December 2022 News

      We release two new protein constructs, PROT-r-NF-L-Rct and PROT-r-NF-L-Stan. These constructs are designed to be used as protein standards for current neurofilament NF-L antibody based assays, such as the Uman/Quanterix NF-LIGHT™ and Quanterix Simoa™ assays. The two antibodies used in these assays both bind to the center of the “Coil II” region of α-helical “Rod” region of the NF-L molecule. The PROT-r-NF-L-Rct contains contains the entire Coil II region. The PROT-r-NF-L-Stan constructs contains the epitopes for both antibodies with little flanking sequence and is engineered to include 2 tryptophan residues.
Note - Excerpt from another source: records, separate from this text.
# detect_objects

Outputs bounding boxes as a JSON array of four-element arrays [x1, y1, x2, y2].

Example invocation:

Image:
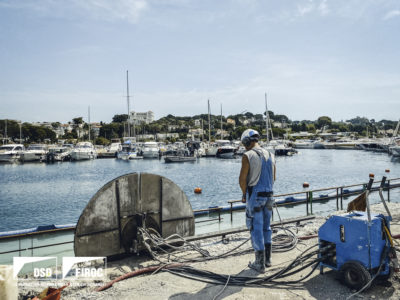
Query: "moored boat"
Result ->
[[216, 140, 237, 158], [142, 142, 160, 158], [0, 144, 25, 163], [20, 144, 48, 162], [71, 142, 97, 160]]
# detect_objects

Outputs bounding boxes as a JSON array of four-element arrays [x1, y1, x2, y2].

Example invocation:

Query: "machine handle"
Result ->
[[381, 176, 386, 189], [367, 178, 374, 191]]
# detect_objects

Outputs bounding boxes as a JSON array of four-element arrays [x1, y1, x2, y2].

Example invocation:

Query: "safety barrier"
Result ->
[[0, 178, 400, 255]]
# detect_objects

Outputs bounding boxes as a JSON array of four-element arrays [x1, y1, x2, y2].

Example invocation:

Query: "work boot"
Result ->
[[264, 244, 272, 268], [249, 251, 265, 273]]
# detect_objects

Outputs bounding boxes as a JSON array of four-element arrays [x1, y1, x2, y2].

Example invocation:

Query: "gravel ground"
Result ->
[[19, 203, 400, 300]]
The result is a convenient low molecular weight protein standard which due to the high tryptophan content can be quantified spectrophotometrically more accurately than native or recombinant NF-L. Details of the mapping of the relevant NF-L assay antibodies and our generation of a novel panel of similar products are described in a recent BioRχiv publication, 10.1101/2022.08.27.504533v1.
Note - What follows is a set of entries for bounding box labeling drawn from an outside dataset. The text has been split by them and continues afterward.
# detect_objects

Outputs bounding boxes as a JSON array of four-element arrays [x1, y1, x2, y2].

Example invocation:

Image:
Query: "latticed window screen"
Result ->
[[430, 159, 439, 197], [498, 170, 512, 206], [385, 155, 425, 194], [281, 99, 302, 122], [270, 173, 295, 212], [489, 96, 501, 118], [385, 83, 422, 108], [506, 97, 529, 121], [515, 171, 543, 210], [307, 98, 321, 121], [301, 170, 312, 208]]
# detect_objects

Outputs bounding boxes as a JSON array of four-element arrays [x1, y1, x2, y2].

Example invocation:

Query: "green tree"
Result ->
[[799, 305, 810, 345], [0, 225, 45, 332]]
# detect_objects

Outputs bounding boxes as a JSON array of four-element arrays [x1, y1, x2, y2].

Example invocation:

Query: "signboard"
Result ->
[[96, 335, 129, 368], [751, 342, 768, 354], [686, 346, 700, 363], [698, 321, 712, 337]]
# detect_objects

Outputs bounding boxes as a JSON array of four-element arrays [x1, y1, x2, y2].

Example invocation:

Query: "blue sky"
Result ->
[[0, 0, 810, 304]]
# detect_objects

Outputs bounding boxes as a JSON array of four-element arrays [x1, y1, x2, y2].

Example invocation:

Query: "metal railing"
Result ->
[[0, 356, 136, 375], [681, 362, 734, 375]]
      We hired an excellent immunohistochemist to the great dismay of the University of Florida so we will be validating all our antibodies on formalin fixed paraffin embedded sections, in other words for immunohistochemistry (IHC). The harsh fixation and processing typically used with IHC heavily modifies immunogens and it is therefore expected to cause some otherwise useful antibodies to not work well. However certain other antibodies may recognize epitopes which are not damaged by IHC and so should work just fine. So we added to the “Additional Info” tag of the relevant product web pages images and details of positive IHC results. We now present data on many of our chicken antibodies; Specifically MAP-τ CPCA-Tau, neurofilament NF-H CPCA-NF-H, neurofilament NF-L CPCA-NF-L, tyrosine hydroxylase CPCA-TH, FOX3/NeuN CPCA-FOX3, FOX2 CPCA-FOX2, mCherry CPCA-mCherry, GFP CPCA-GFP, GFAP CPCA-GFAP, IBA1 CPCA-IBA1, MAP2A/B CPCA-MAP2, calbindin CPCA-Calb, myelin basic protein CPCA-MBP, CNPase CPCA-CNP, secretogogin CPCA-SCGN, α-synuclein CPCA-SNCA and visinin-like protein 1 CPCA-VLP1. We have also validated several goat antibodies for formalin fixed paraffin embedded IHC including our antibody to CNPase GPCA-CNP, FOX3/NeuN GPCA-FOX3, GFAP GPCA-GFAP, GFP GPCA-gfP,
MAP2 GPCA-MAP2, MBP GPCA-MBP, mCherry GPCA-mCherry, NF-H GPCA-NF-H and tyrosine hydroxylase GPCA-TH. We have also validated some of our mouse monoclonal antibodies on paraffin embedded IHC, such as DegenoTag™ NF-L antibody MCA-1B11, antibody to mCherry MCA-1C51,
      Over the next few weeks we will validate all of our other chicken, mouse, rabbit and goat antibodies for IHC on human and rodent tissues, significantly enhancing their utility. We have already validated certain of our most widely used monoclonal antibodies such as MCA-1B7 which binds to FOX3/NeuN, an excellent marker of neurons, our rabbit polyclonal antibody to IBA1, RPCA-IBA1 an excellent marker of microglia and our monoclonal antibody to ubiquitin MCA-UBI-1, an excellent marker of Alzheimer neurofibrillary tangles and other pathological inclusions.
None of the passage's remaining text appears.